BronxNet
- Type: Public, educational, and government access cable television network
- Country: United States
- Headquarters: Lehman College Mercy University
- Broadcast area: The Bronx
- Official website: www.bronxnet.org

= BronxNet =

BronxNet is a public, educational, and government access (PEG) cable television network in The Bronx, New York, airing on multiple Optimum and Verizon FiOS channels. BronxNet is located on the campus of Lehman College, and at a new studio, "BronxNet East", in the Mercy University campus at 1200 Hutchinson Metro Center.

BronxNet produces some original programming, notably Bronx Flavor, a food-oriented comedy series which focuses on ethnic cuisine and restaurants in the borough.

Bronxnet is a not-for-profit organization that was created under a joint agreement between Cablevision of New York City and the City of New York. The channel provides training for local residents of the Bronx, as well as students who attend a school located in the Bronx. The television production training is available four times a year. The station just produced its 900th episode in late October.

The various channels offer different types of programming such as original local issue programs, shows produced by local residents highlighting local arts and artists, foreign language programs produced by local residents and programs produced by local churches.

==Shows==
Open 2.0 is a show produced, written and hosted by participating Bronx high school students in a magazine style. The show covers issues pertaining to a younger audience.

Bronx Live! is a show in the style of a monthly series that showcases performing artists, musicians, singers and art institutions. It has been on the air since September 1995.

Bronx Currents is a show that broadcasts local meetings pertaining to the community, such as debates, seminars and town meetings. There are also occasional documentaries highlighting individuals from the neighborhood, either from politics, sports or the community.

BronxTalk is a talk show hosted by Gary Axelbank that is focused on local happenings, crime, economic development and education.
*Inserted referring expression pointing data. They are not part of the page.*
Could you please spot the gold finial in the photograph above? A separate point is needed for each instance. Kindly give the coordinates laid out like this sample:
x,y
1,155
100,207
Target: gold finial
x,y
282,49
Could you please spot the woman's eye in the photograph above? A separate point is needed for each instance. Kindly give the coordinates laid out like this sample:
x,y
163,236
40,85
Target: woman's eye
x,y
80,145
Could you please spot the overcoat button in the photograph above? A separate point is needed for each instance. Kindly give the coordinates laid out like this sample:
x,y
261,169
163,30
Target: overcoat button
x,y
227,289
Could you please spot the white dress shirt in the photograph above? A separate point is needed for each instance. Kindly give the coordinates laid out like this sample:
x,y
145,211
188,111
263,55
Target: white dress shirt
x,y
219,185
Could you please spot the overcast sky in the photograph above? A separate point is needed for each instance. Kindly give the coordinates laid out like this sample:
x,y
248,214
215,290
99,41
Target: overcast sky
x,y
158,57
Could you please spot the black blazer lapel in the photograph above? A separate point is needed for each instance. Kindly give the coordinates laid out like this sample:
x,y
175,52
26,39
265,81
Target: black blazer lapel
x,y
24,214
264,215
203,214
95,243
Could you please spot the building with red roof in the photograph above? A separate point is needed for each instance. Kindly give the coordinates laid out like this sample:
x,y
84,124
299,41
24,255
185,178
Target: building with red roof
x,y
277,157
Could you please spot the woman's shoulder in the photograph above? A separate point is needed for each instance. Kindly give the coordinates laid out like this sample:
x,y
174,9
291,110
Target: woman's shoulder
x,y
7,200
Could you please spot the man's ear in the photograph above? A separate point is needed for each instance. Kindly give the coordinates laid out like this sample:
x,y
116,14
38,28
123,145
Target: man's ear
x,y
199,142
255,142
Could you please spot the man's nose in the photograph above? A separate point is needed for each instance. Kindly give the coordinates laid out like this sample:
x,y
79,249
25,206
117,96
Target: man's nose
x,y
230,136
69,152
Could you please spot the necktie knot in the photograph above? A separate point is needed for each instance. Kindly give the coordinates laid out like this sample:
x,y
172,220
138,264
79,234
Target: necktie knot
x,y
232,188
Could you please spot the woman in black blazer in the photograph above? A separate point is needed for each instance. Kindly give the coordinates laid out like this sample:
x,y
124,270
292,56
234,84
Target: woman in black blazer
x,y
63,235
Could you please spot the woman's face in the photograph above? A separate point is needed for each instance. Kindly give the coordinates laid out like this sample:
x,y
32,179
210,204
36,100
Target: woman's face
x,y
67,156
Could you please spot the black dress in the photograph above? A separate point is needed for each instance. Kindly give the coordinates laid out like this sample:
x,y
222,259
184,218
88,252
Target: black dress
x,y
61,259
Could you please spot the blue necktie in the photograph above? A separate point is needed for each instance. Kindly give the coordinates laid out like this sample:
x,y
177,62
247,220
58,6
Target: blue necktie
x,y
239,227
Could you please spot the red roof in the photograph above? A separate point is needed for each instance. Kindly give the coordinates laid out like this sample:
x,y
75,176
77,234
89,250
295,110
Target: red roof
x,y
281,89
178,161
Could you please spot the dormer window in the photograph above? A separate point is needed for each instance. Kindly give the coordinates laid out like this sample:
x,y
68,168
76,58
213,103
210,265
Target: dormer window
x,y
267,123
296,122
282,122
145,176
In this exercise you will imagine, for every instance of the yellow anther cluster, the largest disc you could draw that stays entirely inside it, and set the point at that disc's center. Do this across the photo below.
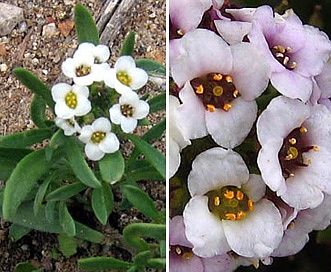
(124, 78)
(71, 100)
(97, 137)
(83, 70)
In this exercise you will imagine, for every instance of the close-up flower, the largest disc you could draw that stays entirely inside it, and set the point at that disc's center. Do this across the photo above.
(71, 100)
(219, 89)
(99, 139)
(285, 41)
(128, 111)
(87, 65)
(227, 210)
(295, 154)
(125, 76)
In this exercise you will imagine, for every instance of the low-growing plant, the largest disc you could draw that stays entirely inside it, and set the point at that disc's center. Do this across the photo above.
(49, 169)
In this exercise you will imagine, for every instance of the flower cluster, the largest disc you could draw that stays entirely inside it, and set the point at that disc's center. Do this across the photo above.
(252, 88)
(91, 74)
Axelbank has guests on the show frequently to help explain issues to the Bronx community.

BronxNet Sports is a sports show that brings live coverage, highlights and analysis for local high school and college sports teams.

Bronx Journal is another issue-related talk show, hosted by Miguel Perez, which has a more national and international basis, while still catering to the local community.
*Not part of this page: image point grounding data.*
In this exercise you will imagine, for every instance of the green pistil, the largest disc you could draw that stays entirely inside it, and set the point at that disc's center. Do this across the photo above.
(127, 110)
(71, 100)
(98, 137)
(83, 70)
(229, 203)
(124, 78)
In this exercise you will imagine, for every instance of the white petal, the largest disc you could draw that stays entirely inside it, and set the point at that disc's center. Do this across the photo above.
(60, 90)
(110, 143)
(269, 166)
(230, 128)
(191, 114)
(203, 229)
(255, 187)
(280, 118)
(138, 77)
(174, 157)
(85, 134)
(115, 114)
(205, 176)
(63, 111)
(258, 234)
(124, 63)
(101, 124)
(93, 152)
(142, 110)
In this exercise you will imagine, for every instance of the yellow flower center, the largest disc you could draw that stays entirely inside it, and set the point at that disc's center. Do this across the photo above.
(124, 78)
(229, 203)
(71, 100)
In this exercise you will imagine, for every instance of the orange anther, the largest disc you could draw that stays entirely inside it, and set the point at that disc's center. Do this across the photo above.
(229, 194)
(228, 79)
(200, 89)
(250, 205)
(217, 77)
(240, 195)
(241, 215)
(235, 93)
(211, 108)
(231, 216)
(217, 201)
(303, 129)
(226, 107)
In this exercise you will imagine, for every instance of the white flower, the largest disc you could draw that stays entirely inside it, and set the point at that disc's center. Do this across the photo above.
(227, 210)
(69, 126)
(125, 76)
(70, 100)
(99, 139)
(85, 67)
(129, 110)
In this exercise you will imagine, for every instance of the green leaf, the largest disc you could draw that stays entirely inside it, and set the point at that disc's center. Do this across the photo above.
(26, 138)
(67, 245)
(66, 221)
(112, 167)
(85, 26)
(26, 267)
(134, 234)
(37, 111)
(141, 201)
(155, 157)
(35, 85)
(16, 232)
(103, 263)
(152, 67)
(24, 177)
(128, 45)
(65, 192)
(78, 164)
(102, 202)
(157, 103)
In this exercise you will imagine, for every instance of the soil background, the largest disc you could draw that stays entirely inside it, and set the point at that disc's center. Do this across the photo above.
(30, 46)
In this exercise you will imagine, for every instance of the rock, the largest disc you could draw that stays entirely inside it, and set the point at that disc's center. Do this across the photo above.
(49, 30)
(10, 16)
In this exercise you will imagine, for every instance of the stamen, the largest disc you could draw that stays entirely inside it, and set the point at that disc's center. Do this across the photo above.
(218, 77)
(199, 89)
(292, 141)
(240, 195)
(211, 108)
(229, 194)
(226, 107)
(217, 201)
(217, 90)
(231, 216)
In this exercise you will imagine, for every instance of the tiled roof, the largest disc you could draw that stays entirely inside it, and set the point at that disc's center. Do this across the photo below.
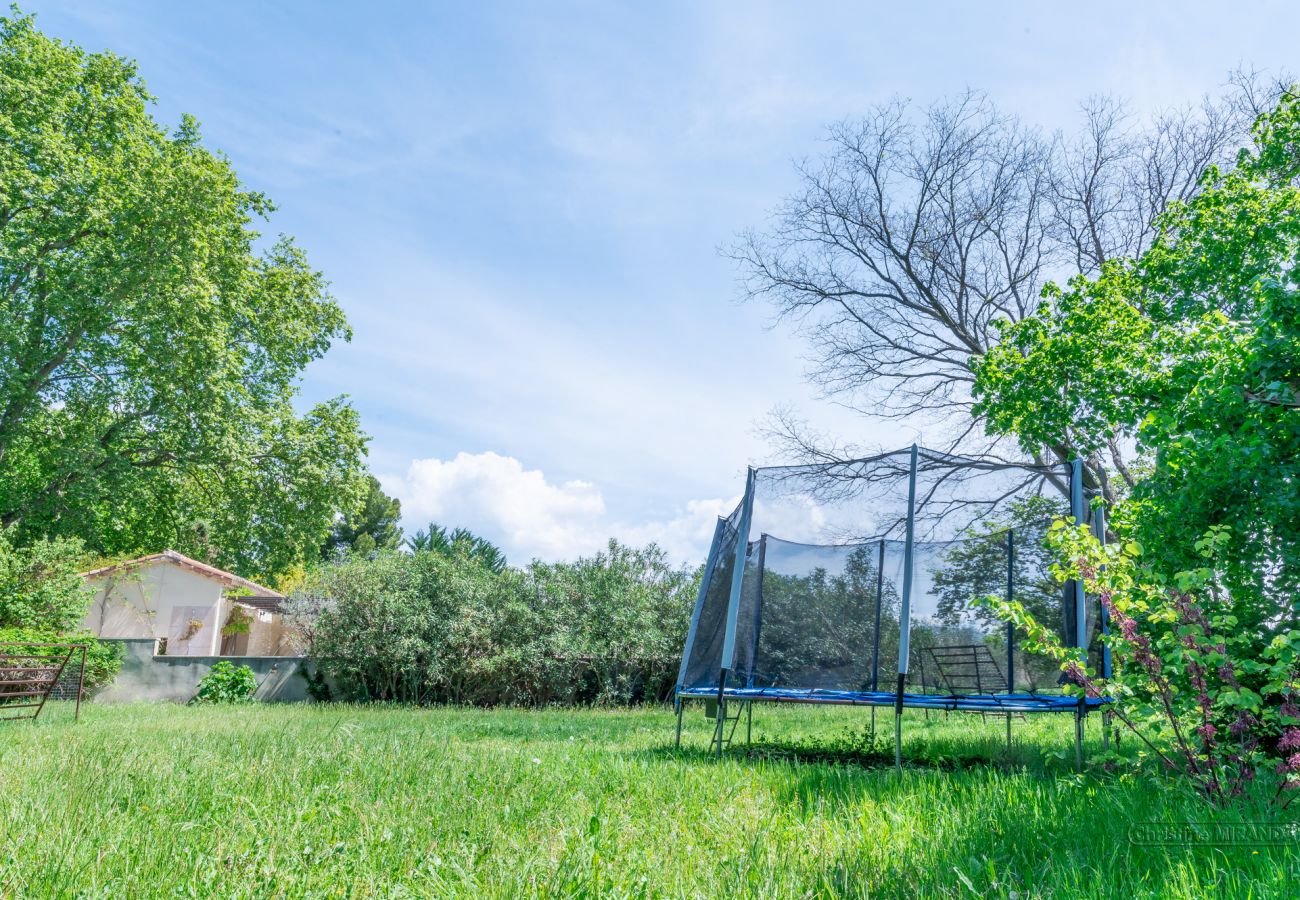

Bronx Flavor is an Emmy-nominated show with Justin Bornal, who plays the fictional character Baron Ambrosia, in which Ambrosia takes the audience through the Bronx and highlights a small family-owned restaurant and its food, while keeping a comedic tone and giving history and background on the food of choice.

Art and About is a show with Daniel Hauben where he takes the viewer on a process to show how to create art in the world.

Vet Talk is a show hosted by Gonzalo Duran, a United States Marine Corps veteran and the Chief Executive Officer of Devil Dog USA Incorporated. The program serves as a platform for individuals and organizations involved in veteran support to present information about their resources, services, and initiatives, as well as to share personal and organizational experiences related to veteran affairs.